‘Europa’, the first UK show to survey the career of Emily Jacir, opens with a photograph of Palestinian translator and scholar Wael Zuaiter. It shows his body awkwardly slumped on a street in Rome, following his assassination by Israeli Mossad agents in 1972. This is the distressing start to a sprawling research project into the life of Zuaiter, ‘Material for a Film’, which Jacir has been working on for over a decade. The materials, for an as-yet-unrealised film, make up the sort of idiosyncratic archive that can only come from a project that has become an obsession. It lingers over seemingly inconsequential details, and gets lost in the maze of human memory. We see a brief flash of Zuaiter in a scene from ‘The Pink Panther’, here stripped of the anonymity usually afforded to film extras. We also see loose pages from his copy of ‘The Divine Comedy’, folded and secreted in an envelope. One page would take him so long, we’re told, that carrying the entire book was unnecessary.
It’s these personal details – ones that would be of no interest to a police investigation – that prevent ‘Material for a Film’ from feeling like an evidence room. Instead Jacir shapes an emotional, and perhaps idealised, portrait of Zuaiter, made entirely from documents. While there’s no shortage of what could be considered evidence – one sheet of paper even lists the names of Zuaiter’s assassins – Jacir sketches a likeness rather than a legal case. The visitor is encouraged to spend time with the materials, in order to form their own conclusions on Zuaiter. As with most of Jacir’s work, the more we’re willing to put in, the more we’re likely to find in return.
A sense of the archive’s often-ambiguous connection to history can be felt throughout the show. ‘ex libris’ brings together enlarged reproductions of book colophons, covering the walls of the upstairs gallery. Taken from books categorised as “abandoned property” in the Jewish National Library in Jerusalem, they were once part of the Palestinian public collection. They are striking in their variety and they reveal as much in isolation as in a collection. Small bureaucratic details – handwritten inscriptions and ink stamps – reveal a turbulent past. One stamp declares the book to be the property of the ‘Government of Palestine’, while another reads ‘British Council Library’.

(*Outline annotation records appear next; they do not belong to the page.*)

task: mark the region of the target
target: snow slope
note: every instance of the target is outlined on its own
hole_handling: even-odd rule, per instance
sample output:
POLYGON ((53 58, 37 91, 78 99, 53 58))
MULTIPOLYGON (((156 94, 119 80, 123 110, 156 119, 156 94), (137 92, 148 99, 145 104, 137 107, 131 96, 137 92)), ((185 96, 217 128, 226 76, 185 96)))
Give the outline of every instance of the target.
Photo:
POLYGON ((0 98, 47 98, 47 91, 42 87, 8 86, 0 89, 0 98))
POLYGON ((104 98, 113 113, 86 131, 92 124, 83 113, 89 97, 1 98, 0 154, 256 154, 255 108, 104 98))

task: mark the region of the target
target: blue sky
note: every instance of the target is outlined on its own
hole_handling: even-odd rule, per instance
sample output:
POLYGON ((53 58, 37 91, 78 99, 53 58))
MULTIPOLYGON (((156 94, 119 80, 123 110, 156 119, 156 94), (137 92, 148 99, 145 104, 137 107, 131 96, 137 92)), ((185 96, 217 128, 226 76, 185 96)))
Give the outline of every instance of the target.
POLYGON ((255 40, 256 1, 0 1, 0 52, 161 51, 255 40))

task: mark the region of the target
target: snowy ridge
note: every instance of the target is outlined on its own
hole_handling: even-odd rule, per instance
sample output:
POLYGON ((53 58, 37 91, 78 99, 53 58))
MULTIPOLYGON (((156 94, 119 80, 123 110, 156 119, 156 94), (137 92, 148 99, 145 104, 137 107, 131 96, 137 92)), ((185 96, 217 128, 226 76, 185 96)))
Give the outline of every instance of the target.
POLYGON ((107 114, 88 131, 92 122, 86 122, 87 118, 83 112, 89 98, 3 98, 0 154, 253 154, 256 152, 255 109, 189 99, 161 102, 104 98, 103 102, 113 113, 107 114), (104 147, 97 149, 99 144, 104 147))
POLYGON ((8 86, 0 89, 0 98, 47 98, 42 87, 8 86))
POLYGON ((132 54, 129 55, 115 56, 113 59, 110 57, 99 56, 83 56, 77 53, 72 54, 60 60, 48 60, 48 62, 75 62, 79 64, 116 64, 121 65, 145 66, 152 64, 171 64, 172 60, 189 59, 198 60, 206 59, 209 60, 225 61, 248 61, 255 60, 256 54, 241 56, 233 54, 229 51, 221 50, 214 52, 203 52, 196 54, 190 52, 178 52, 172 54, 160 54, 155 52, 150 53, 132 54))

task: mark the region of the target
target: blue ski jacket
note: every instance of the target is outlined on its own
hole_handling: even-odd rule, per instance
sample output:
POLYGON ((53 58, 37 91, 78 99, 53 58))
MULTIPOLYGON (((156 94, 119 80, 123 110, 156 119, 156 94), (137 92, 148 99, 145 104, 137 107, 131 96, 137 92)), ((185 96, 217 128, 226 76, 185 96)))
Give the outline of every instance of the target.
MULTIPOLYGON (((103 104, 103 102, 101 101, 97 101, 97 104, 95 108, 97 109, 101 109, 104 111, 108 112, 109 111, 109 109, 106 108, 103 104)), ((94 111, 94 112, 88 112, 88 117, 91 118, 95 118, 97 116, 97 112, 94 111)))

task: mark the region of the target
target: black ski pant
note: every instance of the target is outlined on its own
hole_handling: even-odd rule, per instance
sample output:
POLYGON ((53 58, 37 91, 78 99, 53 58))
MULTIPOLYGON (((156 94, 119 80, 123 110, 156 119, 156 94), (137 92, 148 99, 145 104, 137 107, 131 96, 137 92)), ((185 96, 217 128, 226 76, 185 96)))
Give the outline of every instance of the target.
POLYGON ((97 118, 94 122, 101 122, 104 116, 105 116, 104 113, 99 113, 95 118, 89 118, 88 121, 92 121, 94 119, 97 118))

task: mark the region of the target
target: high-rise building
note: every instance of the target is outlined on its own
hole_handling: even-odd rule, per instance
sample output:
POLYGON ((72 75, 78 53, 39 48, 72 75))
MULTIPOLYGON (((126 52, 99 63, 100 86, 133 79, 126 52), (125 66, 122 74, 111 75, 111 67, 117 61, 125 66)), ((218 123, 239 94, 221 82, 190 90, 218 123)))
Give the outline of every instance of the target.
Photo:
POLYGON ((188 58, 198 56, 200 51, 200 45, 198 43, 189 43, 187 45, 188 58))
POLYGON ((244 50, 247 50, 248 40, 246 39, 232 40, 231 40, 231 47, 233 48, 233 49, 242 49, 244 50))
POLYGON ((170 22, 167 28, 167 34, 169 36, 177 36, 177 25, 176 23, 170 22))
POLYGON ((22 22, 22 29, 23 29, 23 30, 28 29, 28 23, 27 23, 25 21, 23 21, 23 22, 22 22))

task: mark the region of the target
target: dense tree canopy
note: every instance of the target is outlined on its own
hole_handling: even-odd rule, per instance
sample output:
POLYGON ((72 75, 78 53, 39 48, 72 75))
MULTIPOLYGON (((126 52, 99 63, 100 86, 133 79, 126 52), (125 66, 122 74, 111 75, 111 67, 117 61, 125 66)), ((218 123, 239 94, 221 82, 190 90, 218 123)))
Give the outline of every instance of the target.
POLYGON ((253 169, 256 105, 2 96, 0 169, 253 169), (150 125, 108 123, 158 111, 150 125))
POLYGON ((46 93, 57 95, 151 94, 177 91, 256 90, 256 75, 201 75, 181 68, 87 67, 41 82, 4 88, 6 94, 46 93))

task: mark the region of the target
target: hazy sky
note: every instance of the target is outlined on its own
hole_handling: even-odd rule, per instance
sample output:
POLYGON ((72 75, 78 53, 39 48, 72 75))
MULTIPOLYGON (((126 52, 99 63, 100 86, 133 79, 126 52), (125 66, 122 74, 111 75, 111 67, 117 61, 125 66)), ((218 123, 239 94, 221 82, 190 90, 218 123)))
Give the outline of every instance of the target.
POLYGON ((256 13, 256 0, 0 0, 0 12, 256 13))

Jacir is Palestinian-born but also has claims to other places: she received her art education in the US, and has lived in Riyadh, Linz and Rome. It is perhaps inevitable, then, that much of the show also deals with issues of translation. ‘stazione’ is translation at its most literal: an unrealised plan to create Arabic signage for each vaporetto on Venice’s Grand Canal. The refusal of permission by the Venetian authorities is as much a part of the work as Jacir’s intended signage. ‘stazione’ points to Jacir’s desire to go beyond representation towards direct intervention. Her politics – antagonistic, disruptive, even humorous – vibrate throughout the show with a sense of urgency.